Itamar Ben Gvir : de « voyou marginal » au radicalisme suprémaciste et à la gestion de la violence d'État


Itamar Ben Gvir, actuel ministre de la Sécurité nationale d’Israël, a récemment suscité une nouvelle vague d'indignation en préconisant, lors d'un entretien, de mener des « assassinats ciblés » à Gaza en éliminant « 30 à 40 personnes chaque nuit ». Pour ce dirigeant d'extrême droite, ces individus, même s'ils ne représentent pas une menace immédiate, « ne méritent pas de vivre » car ils ne seraient pas des « êtres humains ». Cette déclaration s'inscrit dans une trajectoire qui a transformé cet ancien « voyou marginal » en un artisan de l'idéologie de droite radicale au cœur du gouvernement. « Voyou marginal » car ce père de six enfants, inculpé plus de 50 fois dans sa jeunesse pour incitation à la haine ou pour des violences,  également connu pour ses positions anti-LGBT +, explique avoir été innocenté dans 46 cas.
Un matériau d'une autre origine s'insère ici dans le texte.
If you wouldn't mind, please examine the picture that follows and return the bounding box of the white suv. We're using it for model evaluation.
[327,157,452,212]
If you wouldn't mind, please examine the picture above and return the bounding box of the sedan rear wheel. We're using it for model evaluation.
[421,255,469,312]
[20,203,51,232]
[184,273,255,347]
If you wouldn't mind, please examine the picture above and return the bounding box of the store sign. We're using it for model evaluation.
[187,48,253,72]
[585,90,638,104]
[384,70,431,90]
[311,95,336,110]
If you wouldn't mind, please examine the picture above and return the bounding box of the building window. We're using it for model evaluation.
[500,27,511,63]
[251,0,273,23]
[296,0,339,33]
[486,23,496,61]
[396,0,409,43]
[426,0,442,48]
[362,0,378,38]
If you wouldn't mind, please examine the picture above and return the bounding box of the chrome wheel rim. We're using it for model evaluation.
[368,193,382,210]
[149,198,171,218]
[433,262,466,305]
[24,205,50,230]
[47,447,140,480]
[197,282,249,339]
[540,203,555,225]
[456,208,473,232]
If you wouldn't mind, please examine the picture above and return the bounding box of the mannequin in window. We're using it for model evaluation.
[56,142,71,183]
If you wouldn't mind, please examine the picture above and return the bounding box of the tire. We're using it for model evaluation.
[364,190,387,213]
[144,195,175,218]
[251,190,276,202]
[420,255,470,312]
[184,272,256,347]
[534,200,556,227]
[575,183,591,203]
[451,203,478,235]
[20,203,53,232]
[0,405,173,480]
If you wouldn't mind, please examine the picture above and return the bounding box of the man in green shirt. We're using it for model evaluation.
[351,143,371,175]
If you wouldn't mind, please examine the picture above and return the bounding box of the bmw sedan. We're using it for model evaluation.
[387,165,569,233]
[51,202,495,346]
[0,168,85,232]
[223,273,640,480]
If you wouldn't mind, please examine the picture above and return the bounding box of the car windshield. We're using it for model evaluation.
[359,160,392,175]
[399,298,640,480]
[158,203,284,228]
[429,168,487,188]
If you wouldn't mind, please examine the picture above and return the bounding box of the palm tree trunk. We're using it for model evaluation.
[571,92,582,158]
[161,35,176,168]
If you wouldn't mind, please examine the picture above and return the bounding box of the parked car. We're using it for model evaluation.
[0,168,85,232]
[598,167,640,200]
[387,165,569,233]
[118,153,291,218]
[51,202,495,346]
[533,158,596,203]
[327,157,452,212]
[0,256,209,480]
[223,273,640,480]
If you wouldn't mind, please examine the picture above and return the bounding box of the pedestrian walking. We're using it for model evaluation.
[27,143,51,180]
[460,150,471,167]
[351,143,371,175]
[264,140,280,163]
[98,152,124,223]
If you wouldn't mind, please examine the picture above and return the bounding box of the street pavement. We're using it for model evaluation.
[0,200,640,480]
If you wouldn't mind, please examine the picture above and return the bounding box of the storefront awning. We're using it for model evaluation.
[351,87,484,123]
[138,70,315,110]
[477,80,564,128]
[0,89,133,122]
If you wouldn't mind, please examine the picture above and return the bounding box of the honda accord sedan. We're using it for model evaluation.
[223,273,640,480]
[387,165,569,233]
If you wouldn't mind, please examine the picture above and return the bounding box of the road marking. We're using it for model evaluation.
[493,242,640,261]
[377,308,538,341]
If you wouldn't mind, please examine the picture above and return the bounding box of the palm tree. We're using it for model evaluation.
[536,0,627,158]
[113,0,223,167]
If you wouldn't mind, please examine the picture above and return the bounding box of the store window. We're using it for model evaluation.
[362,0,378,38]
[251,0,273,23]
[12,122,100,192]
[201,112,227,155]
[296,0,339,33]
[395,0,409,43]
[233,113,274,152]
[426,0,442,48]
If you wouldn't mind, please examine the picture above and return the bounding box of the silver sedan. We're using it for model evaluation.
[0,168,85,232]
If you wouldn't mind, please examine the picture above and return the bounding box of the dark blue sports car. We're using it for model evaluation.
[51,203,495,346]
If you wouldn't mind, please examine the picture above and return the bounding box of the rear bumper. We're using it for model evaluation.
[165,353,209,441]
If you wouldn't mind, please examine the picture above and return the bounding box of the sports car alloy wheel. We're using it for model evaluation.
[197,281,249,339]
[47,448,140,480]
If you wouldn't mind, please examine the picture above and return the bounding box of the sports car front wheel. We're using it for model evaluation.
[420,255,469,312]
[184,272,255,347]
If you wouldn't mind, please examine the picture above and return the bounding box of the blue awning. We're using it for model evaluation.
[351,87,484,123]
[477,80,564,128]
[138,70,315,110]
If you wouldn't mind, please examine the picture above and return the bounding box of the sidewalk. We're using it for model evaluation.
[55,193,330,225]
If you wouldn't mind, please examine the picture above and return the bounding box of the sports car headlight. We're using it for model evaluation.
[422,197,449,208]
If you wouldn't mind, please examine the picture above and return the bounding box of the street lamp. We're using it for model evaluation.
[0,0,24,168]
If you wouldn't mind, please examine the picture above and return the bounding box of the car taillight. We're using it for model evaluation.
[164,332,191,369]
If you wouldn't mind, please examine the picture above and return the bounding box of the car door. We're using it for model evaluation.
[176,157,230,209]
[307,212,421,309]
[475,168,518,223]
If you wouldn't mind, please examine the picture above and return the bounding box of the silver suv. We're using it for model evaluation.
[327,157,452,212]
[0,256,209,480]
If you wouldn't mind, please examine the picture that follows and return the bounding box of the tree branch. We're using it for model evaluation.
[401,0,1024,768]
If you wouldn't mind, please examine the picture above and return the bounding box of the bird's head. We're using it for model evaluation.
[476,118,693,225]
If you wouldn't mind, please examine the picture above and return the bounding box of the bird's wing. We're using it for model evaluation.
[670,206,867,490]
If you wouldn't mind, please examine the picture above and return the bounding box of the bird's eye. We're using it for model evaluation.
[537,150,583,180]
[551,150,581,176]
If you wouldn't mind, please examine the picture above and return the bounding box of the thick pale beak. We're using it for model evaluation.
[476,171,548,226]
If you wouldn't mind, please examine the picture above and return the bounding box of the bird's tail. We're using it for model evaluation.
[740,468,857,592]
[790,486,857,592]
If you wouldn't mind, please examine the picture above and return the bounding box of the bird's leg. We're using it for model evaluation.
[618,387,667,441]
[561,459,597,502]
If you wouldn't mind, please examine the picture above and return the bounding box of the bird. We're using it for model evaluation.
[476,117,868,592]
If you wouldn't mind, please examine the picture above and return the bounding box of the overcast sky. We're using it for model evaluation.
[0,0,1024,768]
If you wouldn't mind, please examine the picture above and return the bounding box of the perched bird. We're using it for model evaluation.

Et raconte avoir entrepris des études de droit pour se défendre lui-même.

Un héritage idéologique radical et kahaniste
Avocat, Ben Gvir a fait ses armes en défendant des colons radicaux et des activistes d'extrême droite. Disciple de l'idéologie kahaniste — un mouvement banni en Israël pour terrorisme — le chef du parti « Force juive », a longtemps affiché dans son salon le portrait de Baruch Goldstein, auteur du massacre de 29 Palestiniens à Hébron en 1994.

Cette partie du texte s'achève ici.